保守論客の独り言

社会の様々な問題に保守の視点で斬り込みます

8月15日「終戦記念日」社説を読む(18)京都社説その4

岸田文雄政権が反撃能力(敵基地攻撃能力)の保有や防衛費倍増などを決めた後、初の論戦となった先の通常国会は行政の追認機関かと見まがった。

 反撃能力は、米国が攻撃を受けた際も集団的自衛権として行使され得るのか。自衛隊が実質的に米軍傘下に入る事態にならないか。そもそも他国への武力行使憲法上許されるのか。

 幾つも重大な論点があったのに、事前審査で政府と意見を調整する与党は、国会で踏み込まない。野党はばらばらに質問をし、岸田氏は「手の内は明かせない」とかわし続けた。(8月15日付京都新聞社説「終戦の日に<下>「大政翼賛会」にならぬよう」)

 岸田首相にこんな大事なことを決める度量がないことは周知のことであろう。つまり、敵基地攻撃能力にせよ防衛費倍増にせよ指示命令に従っただけのことだと推察される。おそらくそれが米国の指示命令だろうことは(確認の仕様はないが)疑い様のないことだ。

 ワクチン問題もそうだ。新型コロナワクチンは、動物実験はなされたが、臨床試験がなされぬまま人に接種されてしまっている。つまり、実際の接種が臨床試験ということになってしまっているのだ。様々な副反応が報告されているが、副反応を公に認めれば接種できなくなりかねないので、接種結果は公表されない。今やワクチン接種を奨励する国は日本ぐらいである。つまり、日本人が実験台とされ続けているということだ。余程おかしな圧力が日本に対して掛けられているということに他ならない。

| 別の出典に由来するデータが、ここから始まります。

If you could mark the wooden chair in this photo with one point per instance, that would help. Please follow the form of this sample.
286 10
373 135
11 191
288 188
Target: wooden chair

 安倍晋三政権以来、本来は行政の意思表示にすぎない閣議決定の重みが増した。唯一の立法府で「国権の最高機関」が、国民の疑問や不安をくみ、行政をただすことをしないからだ。(同)

 安倍政権以来と言うのは、社説子の根拠なき印象操作だと思われるが、立法府が行政府を抑制できていないことは事実であろう。が、立法府が<国民の疑問や不安をくみ、行政をただすことをしない>と言うのは当たらない。野党は安倍首相を目の敵にし、あることないこと「難癖」を付け、マスコミと共に国民の疑問や不安を煽り続けた。このことが政治不信を招いたことは間違いない。また、難癖は付けても本質的議論には踏み込まないことが恒常化してしまった。

ロシアや中国の専横に対し、日本や欧米がよりどころにするのは平和と民主主義の価値にほかなるまい。(同)

 何の拠り所とするのか分からないが、このような国に平和や民主主義を訴えたところで馬耳東風である。平和や民主主義を唱えるだけで世の中が変われば苦労はない。

国会と内閣の熟議で民主主義を築く。力と力がぶつかる国際社会で唯一無二の平和外交を尽くす―。道を誤った歴史を鑑(かがみ)に、それを求め続け得るのは私たち主権者しかない。(同)

 <平和外交>など言葉はあれど中身がすっからかんの只の夢物語である。青二才の小僧が言うのならともかく、一端(いっぱし)の新聞社説を書くような人間が口にするような話ではない。<道を誤った歴史>というのも、おそらく旧態依然とした自虐史観の話なのだろうと思われる。平和な社会は<求める>ものではなく<築く>ものである。